İzlanda’nın maça getirdikleri zaten baştan belliydi. Yüksek hava topları, fizik mücadele, bolca duran top, vs, vs... Onların oyununda normalin dışına çıkan tek şey maçın önemli bölümünde kalemize isabetli şut atamamalarıydı. Biz isabetli şutlar çıkardık: Burak Yılmaz, Ozan Tufan ve Hakan Çalhanoğlu... Ancak bu şutların tüm isabeti kalecinin elleriydi. Kalabalık oyunda alan ve zaman yetersizliğinden vuruş şiddeti ve köşeler fazla hesaplanmadığı için İzlanda kalecisi armutları topladı.
Bizim çocukların kuzeyin buzul kültürüne karşı Akdeniz duygusallığı ve sıcak kanıyla maça son yarım saatte hem ruhlarını hem de yaratıcılıklarını koyduğunu gördük. Çok pozisyon aradık, hücumda çok kontralar yakaladık ama itiraf edelim İzlanda bizden çok daha çabuk ve fizik olarak güçlüydü. Bu nedenle topa sahip olma yüzdesinde son yarım saatte oyunu sahiplenmede yarattığımız farkındalık gol üretmeye yetmedi. Burak Yılmaz dahil, Mert Günok ve savunmamızın yüzde yüz golle sonuçlanabilecek bir pozisyonda topa topyekün bir müdahaleyle çıkarıp savurması bizim hem disiplinimiz hem de şansımızdı.
Eğri oturup doğru konuşalım... Kimi yeterli, kimi yetersiz... Kimi formda, kimi formsuz... Ama hepsi de aşkla, şevkle mücadele eden kahraman çocuklardı. O nedenle Umut Meraş’ı da Mert’i de, Çağlar’ı da, Merih’i, Zeki’yi ve Okay’ı takdir ettik. Ozan Tufan’ı, Mahmut’u, Hakan’ı ve Cengiz’i zaman zaman aferinle zaman zaman da yapma be çocuk sesleriyle izledik. Ama hepsi mücadele ettiler.
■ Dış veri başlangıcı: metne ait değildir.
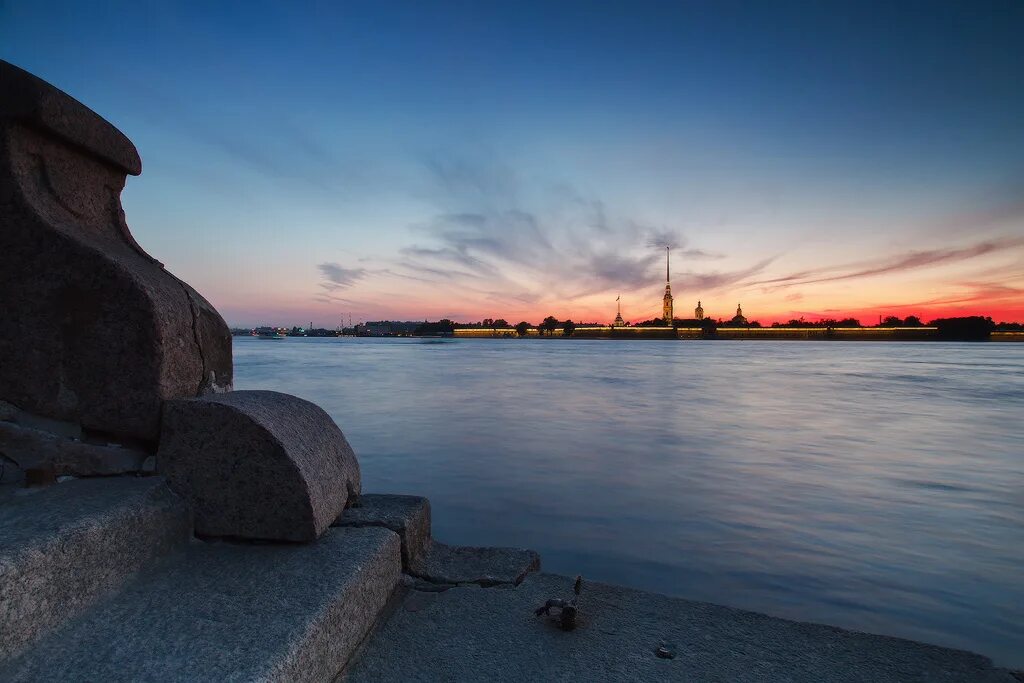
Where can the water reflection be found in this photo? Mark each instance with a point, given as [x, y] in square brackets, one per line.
[873, 485]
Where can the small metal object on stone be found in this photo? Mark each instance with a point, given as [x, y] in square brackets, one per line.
[568, 610]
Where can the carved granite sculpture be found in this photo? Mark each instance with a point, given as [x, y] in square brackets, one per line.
[95, 333]
[107, 358]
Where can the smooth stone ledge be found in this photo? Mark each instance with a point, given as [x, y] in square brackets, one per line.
[482, 566]
[30, 447]
[429, 560]
[409, 516]
[66, 546]
[472, 633]
[222, 611]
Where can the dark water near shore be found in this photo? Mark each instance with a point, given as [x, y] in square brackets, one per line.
[878, 486]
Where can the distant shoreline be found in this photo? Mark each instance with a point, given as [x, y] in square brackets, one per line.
[723, 334]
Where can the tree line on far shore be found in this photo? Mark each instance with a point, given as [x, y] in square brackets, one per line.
[968, 327]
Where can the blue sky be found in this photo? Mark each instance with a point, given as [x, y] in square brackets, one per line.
[306, 161]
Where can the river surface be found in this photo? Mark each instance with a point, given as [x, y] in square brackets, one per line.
[878, 486]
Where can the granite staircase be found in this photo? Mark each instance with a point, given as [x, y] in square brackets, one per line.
[102, 580]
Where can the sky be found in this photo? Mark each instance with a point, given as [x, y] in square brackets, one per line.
[310, 162]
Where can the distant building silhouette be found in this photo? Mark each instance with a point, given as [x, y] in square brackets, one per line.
[739, 318]
[620, 323]
[667, 302]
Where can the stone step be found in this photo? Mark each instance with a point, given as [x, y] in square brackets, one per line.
[494, 634]
[66, 546]
[430, 560]
[223, 611]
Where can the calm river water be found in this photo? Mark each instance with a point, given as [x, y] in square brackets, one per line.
[878, 486]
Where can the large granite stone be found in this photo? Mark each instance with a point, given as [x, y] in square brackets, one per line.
[95, 332]
[257, 464]
[409, 516]
[65, 547]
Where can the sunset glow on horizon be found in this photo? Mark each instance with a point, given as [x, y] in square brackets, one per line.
[470, 162]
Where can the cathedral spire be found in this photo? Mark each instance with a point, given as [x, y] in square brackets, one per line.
[667, 314]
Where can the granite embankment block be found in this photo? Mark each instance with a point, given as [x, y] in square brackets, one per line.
[457, 565]
[67, 546]
[257, 465]
[409, 516]
[222, 611]
[434, 562]
[491, 634]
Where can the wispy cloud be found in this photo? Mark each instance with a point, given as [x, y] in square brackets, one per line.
[491, 237]
[337, 276]
[902, 262]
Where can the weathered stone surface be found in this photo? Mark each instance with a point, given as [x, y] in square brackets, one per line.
[257, 464]
[221, 611]
[31, 449]
[113, 334]
[409, 516]
[491, 634]
[66, 546]
[467, 564]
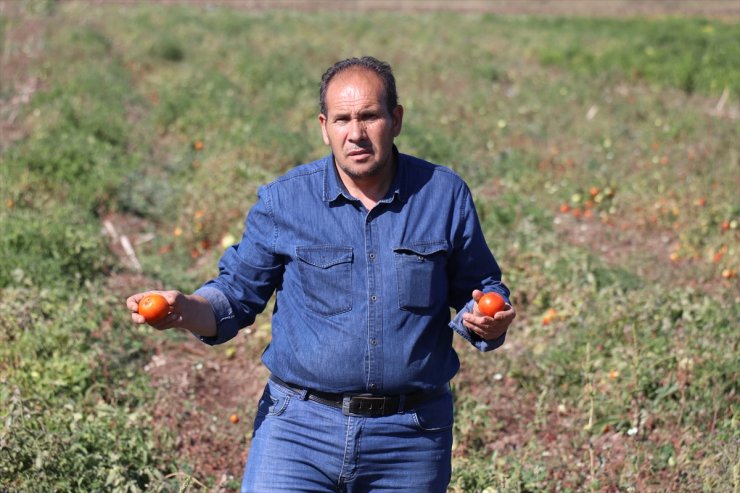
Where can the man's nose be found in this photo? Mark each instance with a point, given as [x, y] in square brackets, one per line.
[357, 130]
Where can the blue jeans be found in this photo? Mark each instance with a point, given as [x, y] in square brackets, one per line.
[304, 446]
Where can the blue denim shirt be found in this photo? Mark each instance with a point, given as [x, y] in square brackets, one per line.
[363, 297]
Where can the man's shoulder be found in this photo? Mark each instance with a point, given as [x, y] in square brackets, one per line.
[298, 175]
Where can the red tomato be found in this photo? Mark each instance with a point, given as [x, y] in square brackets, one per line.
[490, 304]
[153, 307]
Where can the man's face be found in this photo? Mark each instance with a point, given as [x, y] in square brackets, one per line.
[358, 126]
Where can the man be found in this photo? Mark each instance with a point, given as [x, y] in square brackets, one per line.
[367, 249]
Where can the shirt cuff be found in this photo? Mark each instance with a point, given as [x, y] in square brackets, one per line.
[226, 324]
[481, 344]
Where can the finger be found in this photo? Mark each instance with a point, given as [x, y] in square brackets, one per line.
[505, 314]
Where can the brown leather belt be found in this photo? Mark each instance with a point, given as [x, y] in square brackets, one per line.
[371, 405]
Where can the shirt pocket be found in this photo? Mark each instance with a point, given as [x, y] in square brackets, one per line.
[421, 272]
[326, 276]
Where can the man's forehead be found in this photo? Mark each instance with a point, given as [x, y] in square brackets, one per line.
[355, 86]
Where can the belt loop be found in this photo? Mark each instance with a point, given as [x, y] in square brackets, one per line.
[401, 403]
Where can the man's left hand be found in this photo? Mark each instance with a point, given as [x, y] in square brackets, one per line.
[488, 327]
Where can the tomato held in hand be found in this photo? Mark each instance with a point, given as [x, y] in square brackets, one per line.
[153, 307]
[490, 304]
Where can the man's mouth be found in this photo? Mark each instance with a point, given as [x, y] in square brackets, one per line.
[359, 152]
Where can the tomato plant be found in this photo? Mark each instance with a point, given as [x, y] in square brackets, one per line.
[153, 307]
[490, 304]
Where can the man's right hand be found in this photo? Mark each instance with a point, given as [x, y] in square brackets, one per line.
[190, 312]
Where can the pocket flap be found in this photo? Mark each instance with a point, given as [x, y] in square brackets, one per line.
[324, 257]
[424, 249]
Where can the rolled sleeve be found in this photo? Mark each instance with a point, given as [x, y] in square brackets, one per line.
[481, 344]
[226, 323]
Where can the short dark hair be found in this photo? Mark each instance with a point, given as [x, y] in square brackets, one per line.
[382, 69]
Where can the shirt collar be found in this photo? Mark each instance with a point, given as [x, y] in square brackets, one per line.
[334, 188]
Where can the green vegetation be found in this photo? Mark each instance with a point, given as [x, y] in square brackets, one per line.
[604, 172]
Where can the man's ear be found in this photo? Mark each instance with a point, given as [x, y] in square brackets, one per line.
[322, 122]
[397, 120]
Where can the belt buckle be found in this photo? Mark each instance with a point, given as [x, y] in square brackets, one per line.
[364, 405]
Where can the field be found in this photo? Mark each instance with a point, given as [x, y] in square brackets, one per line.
[603, 155]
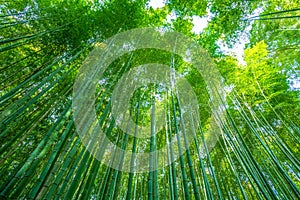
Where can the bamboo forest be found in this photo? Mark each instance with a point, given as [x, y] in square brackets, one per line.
[150, 99]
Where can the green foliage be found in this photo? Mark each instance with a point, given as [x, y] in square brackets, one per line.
[256, 156]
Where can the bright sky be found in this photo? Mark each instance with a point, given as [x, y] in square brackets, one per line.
[200, 23]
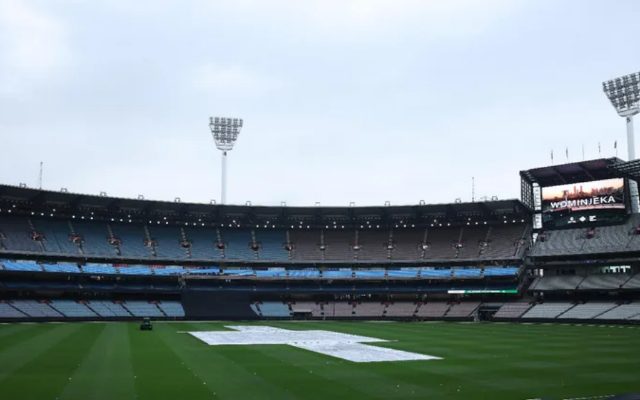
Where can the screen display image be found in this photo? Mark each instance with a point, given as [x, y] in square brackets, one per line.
[583, 203]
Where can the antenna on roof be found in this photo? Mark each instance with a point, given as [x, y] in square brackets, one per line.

Onların en kralı Burak Yılmaz’dı... Hem savunmada hem kontralarda kaptan olarak da, golcü ve futbolcu olarak da örnek bir mücadele sergiledi.
Şenol hocam sarı, yardımcısı Bayram kırmızı kart gördüler. Çok ayıp... Daha kontrollü olabilirdik. Heyecanlarına saygı duyuyoruz ama olmamalıydı.
Bazen tabelada 0-0’dan başta bir şey göremezsiniz... Ama dudak bükülen bu sonuç bazen de zafer anlamına gelir. Dün İzlanda’yı golsüz yenerek hep birlikte zafere imza attılar. Bize de öpücükten mühür koymak kaldı. İzlanda haddini bilerek iki adım geride dururken biz Andorra’da güzel bir kapanışa gidiyoruz. Ve 2020’nin hedef hesaplarını yapıyoruz.
Bazen böyle yaşamak güzel şey be kardeşim!